Written by: Donald Heller
Primary Source: The Dean’s Blog
If you use Yahoo for e-mail or other purposes, you will likely find yourself at some point on one of Yahoo’s landing pages that includes a cornucopia of teaser headlines. The other day, one in particular caught my attention: “Six foolish majors to avoid.” It was the word “foolish” that piqued my curiosity, so I clicked on the link.
The article listed the six foolish majors, and for each it listed an alternative major suggested as better for students. For example, rather than majoring in economics (one of my undergraduate degrees), Yahoo recommends majoring in business administration. Forget political science (my other undergraduate major); Yahoo says to go with criminal justice as an alternative. Psychology? Nope. Go for social work instead.
The criteria used for labeling the majors as “foolish” are taken from a report issued by the Center on Education and the Workforce at Georgetown University. The report, “Hard Times 2013: College Majors, Unemployment and Earnings,” looks at the unemployment rate and median earnings of people holding degrees in different fields. The data are taken from the U.S. Census Bureau’s American Community Survey in 2010 and 2011, at the height of the recession.

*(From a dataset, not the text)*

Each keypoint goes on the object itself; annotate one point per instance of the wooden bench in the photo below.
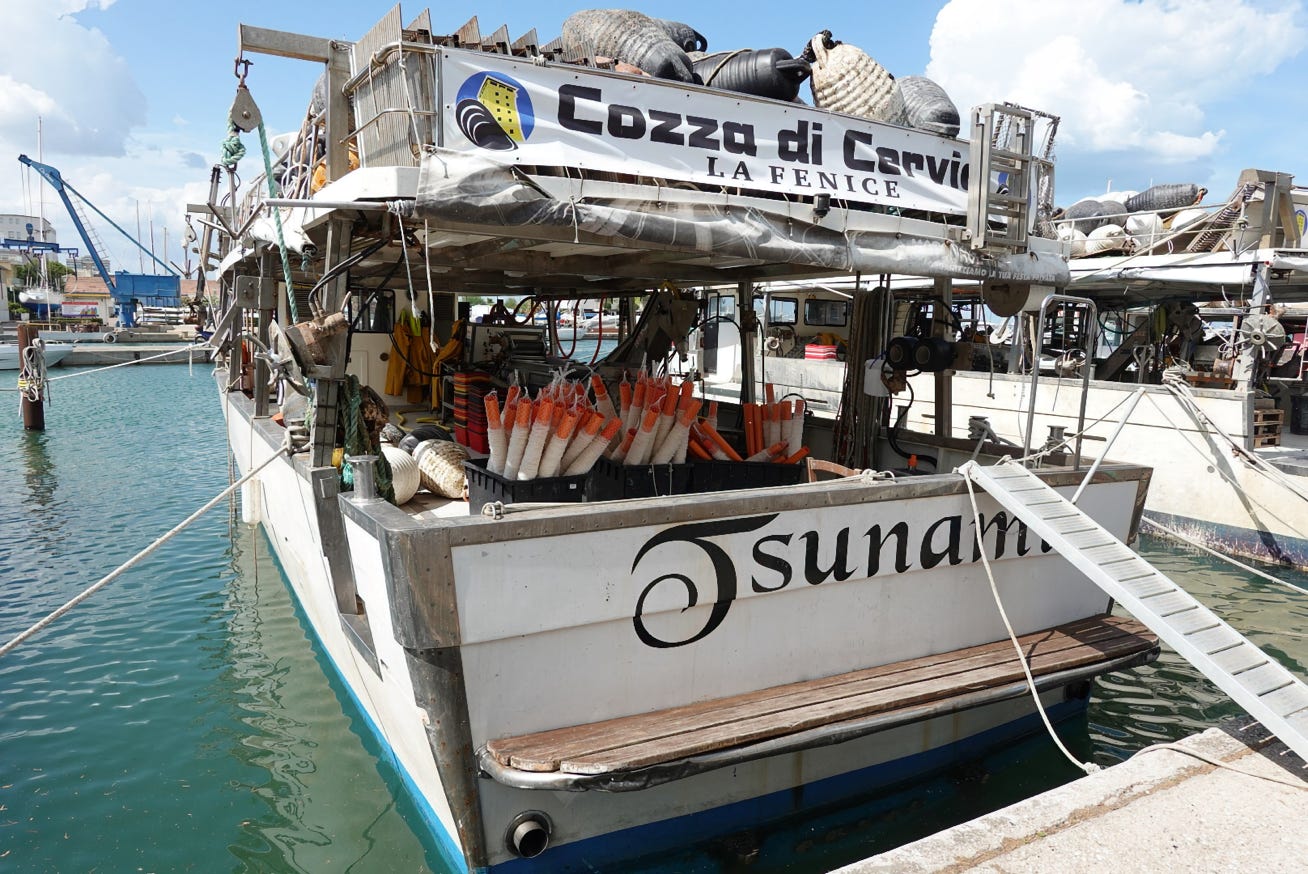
(646, 739)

The Yahoo story asserted that students should avoid these six majors because the unemployment rate of recent college graduates (the label applied by the Georgetown report to those ages 22 to 26) holding these degrees is higher than for the alternative major it listed. At first glance, this may seem like a logical recommendation. After all, who wants to choose a major if you end up with a greater chance of being unemployed after graduating?

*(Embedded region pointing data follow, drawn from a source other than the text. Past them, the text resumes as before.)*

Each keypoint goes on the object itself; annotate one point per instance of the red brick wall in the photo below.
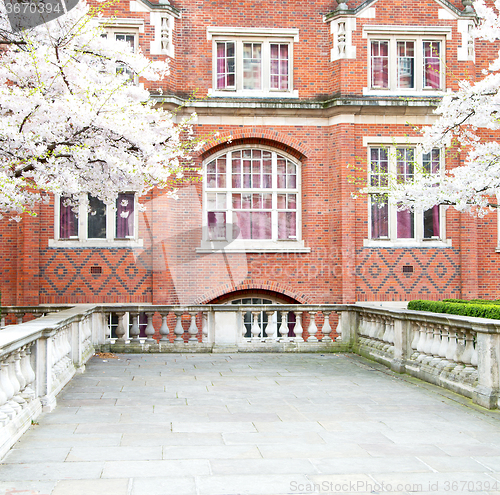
(168, 269)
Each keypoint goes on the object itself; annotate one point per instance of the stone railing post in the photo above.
(349, 326)
(402, 344)
(487, 391)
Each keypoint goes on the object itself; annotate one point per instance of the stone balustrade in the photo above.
(459, 353)
(17, 314)
(37, 359)
(228, 327)
(456, 352)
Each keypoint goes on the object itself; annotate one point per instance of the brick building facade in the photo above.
(305, 96)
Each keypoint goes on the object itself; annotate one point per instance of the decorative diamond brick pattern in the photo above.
(380, 273)
(66, 276)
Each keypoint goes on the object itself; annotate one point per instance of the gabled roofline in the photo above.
(367, 3)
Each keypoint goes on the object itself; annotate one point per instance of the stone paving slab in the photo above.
(254, 424)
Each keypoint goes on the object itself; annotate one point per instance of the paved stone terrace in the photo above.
(253, 424)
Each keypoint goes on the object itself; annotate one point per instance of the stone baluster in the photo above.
(327, 329)
(270, 327)
(312, 329)
(6, 411)
(14, 380)
(362, 330)
(467, 354)
(422, 341)
(474, 357)
(429, 341)
(134, 329)
(372, 326)
(297, 329)
(204, 326)
(243, 327)
(193, 329)
(164, 330)
(150, 329)
(19, 373)
(443, 348)
(28, 372)
(120, 328)
(436, 344)
(415, 328)
(179, 329)
(386, 326)
(458, 358)
(255, 325)
(11, 408)
(451, 351)
(284, 326)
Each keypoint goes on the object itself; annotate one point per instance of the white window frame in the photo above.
(124, 27)
(393, 34)
(156, 46)
(253, 245)
(265, 37)
(83, 240)
(392, 144)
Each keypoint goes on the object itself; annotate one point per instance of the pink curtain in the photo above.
(432, 65)
(125, 215)
(287, 225)
(405, 224)
(68, 225)
(380, 64)
(216, 225)
(380, 217)
(431, 222)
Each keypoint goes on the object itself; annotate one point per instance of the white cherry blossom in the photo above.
(70, 124)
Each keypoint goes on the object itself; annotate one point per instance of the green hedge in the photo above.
(484, 309)
(469, 301)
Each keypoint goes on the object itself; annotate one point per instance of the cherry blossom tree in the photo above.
(464, 116)
(73, 121)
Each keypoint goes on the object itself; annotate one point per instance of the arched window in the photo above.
(252, 194)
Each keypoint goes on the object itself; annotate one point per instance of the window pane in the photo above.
(406, 65)
(431, 161)
(287, 225)
(68, 223)
(96, 219)
(225, 65)
(379, 216)
(279, 67)
(216, 221)
(252, 66)
(125, 215)
(380, 64)
(431, 223)
(379, 167)
(405, 224)
(405, 164)
(432, 64)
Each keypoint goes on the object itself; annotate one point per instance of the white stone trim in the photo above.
(466, 51)
(155, 45)
(83, 241)
(253, 245)
(225, 31)
(389, 30)
(342, 38)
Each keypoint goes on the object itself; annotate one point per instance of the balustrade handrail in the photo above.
(483, 325)
(15, 336)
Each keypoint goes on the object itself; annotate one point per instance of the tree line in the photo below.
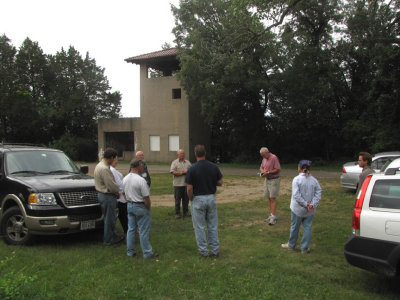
(307, 78)
(54, 100)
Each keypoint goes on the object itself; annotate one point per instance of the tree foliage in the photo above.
(316, 78)
(53, 99)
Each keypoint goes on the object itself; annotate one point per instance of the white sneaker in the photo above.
(286, 246)
(268, 219)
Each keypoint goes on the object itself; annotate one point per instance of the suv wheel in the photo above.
(13, 227)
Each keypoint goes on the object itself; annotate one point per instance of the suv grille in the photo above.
(78, 218)
(84, 198)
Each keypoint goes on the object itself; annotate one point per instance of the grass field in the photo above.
(251, 265)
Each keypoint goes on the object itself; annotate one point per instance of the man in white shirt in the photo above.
(138, 197)
(179, 169)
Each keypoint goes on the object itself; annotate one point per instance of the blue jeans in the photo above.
(204, 212)
(108, 204)
(294, 231)
(138, 216)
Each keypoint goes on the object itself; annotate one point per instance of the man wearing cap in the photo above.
(138, 197)
(270, 169)
(306, 194)
(145, 174)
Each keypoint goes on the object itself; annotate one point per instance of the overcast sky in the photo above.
(110, 31)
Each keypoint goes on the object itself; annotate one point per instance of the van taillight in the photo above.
(359, 203)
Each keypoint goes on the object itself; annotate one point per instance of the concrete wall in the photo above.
(199, 132)
(162, 116)
(120, 125)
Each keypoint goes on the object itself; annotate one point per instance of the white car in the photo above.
(351, 170)
(375, 242)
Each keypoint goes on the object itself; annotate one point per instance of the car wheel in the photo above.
(13, 227)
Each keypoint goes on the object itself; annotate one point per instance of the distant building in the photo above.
(167, 122)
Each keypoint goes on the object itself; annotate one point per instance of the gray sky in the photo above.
(109, 30)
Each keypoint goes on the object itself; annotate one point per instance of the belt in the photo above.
(133, 202)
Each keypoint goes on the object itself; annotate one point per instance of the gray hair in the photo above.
(264, 150)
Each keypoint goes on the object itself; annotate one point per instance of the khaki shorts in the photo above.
(271, 187)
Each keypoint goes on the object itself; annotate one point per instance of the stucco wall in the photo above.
(162, 116)
(118, 125)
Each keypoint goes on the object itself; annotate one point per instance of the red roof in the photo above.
(153, 55)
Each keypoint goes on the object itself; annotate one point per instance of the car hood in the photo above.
(56, 183)
(352, 167)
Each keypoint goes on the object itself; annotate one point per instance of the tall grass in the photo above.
(251, 265)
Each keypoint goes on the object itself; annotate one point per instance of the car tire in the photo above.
(13, 227)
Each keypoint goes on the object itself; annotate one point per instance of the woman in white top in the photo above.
(122, 208)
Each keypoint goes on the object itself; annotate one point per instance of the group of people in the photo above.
(306, 194)
(131, 193)
(197, 183)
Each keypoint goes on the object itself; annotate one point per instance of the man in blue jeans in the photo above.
(108, 193)
(306, 194)
(202, 179)
(138, 197)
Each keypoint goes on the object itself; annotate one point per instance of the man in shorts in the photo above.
(270, 170)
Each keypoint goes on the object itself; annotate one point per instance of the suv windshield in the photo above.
(39, 162)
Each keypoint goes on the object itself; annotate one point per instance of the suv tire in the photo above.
(13, 227)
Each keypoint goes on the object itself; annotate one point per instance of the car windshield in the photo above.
(39, 162)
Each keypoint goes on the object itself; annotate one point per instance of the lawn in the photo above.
(251, 265)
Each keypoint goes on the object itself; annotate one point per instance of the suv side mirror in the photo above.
(84, 169)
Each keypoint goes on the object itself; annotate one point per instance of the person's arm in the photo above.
(189, 190)
(109, 182)
(317, 195)
(147, 202)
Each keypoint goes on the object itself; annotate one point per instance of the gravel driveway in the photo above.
(227, 171)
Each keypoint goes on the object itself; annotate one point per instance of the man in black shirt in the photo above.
(202, 180)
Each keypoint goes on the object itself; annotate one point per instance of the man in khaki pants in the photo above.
(179, 169)
(270, 170)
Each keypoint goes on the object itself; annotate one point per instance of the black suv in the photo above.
(42, 192)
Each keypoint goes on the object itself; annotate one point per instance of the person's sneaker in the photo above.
(286, 246)
(267, 219)
(154, 255)
(118, 240)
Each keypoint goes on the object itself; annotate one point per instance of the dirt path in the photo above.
(233, 190)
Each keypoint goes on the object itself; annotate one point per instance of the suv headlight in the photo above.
(42, 199)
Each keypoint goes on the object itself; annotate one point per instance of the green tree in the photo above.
(371, 55)
(7, 84)
(226, 58)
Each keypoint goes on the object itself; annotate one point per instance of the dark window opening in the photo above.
(176, 93)
(120, 141)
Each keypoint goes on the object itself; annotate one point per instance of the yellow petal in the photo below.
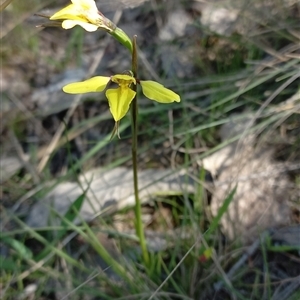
(94, 84)
(156, 91)
(68, 24)
(119, 101)
(123, 79)
(87, 4)
(71, 12)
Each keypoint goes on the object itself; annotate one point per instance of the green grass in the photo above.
(71, 259)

This first glance, however, is faulty for a number of reasons. Here are just a few:
- While it may be true that each of the alternative majors had lower unemployment rates among recent college graduates than did the “foolish” majors, the alternatives did not necessarily offer higher earnings. So it is true, for example, that among people ages 22 to 26, those holding business administration degrees had a lower unemployment rate (7.8%) than those with economics degrees (10.4%). What the Yahoo story does not say, however, is that the Georgetown report indicated that the economics majors had median earnings $10,000 greater than those for business administration students–$46,000 vs. $36,000. You may say to yourself, “Well, what good is it to have a chance at higher average earnings if my chances of holding a job at all are lower?” But the right way to approach it is to compare the projected earnings conditional on the probability of being employed for each major. For business administration, the conditional earnings are $33,192 (median earnings of $36,000 times the 92.2% chance of being employed). For economics majors, it is $41,216 ($46,000 times 89.6%).
- The Georgetown report also lists unemployment and median earnings for what it labels “experienced college graduates,” those between the ages of 30 and 54. And for some of the major pairs they compare, the earnings of these older workers are higher, and the unemployment rates lower, or similar, for the “foolish” majors than for the Yahoo alternatives. Among these more experienced workers, psychology (6.6%) and social work (6.5%) majors had similar unemployment rates. But those holding psychology degrees earned on average $50,000, compared to $41,000 for those with social work degrees.
- To borrow a favorite phrase of investment managers, “Past returns are no guarantee of future performance.” The recent college graduates were entering the labor market right before the onset of the recession, or right in the middle of it. Students who are 18, 19, or 20 years old and choosing a major today will be looking for jobs in a very different economy than the earlier cohort. Their labor market experiences, including their unemployment rates and average earnings, may be very different. And the experiences of each major may differ relative to their paired Yahoo alternative, i.e., for students in college and choosing majors today, social work majors may end up with higher unemployment rates than will psychology majors in their first few years in the labor market. We simply don’t know what will happen, so making recommendations into the future based on past experiences provides no guarantee.
Next to each of the suggested alternative majors in the Yahoo story, there is a button labeled “Find Programs” that the user can click, and this provides the reader with the real reason for the story. Clicking one of these links takes the user to a lead aggregator website. These are websites (there are scores of them on the web) that seek to funnel prospective students to colleges, usually for-profit institutions.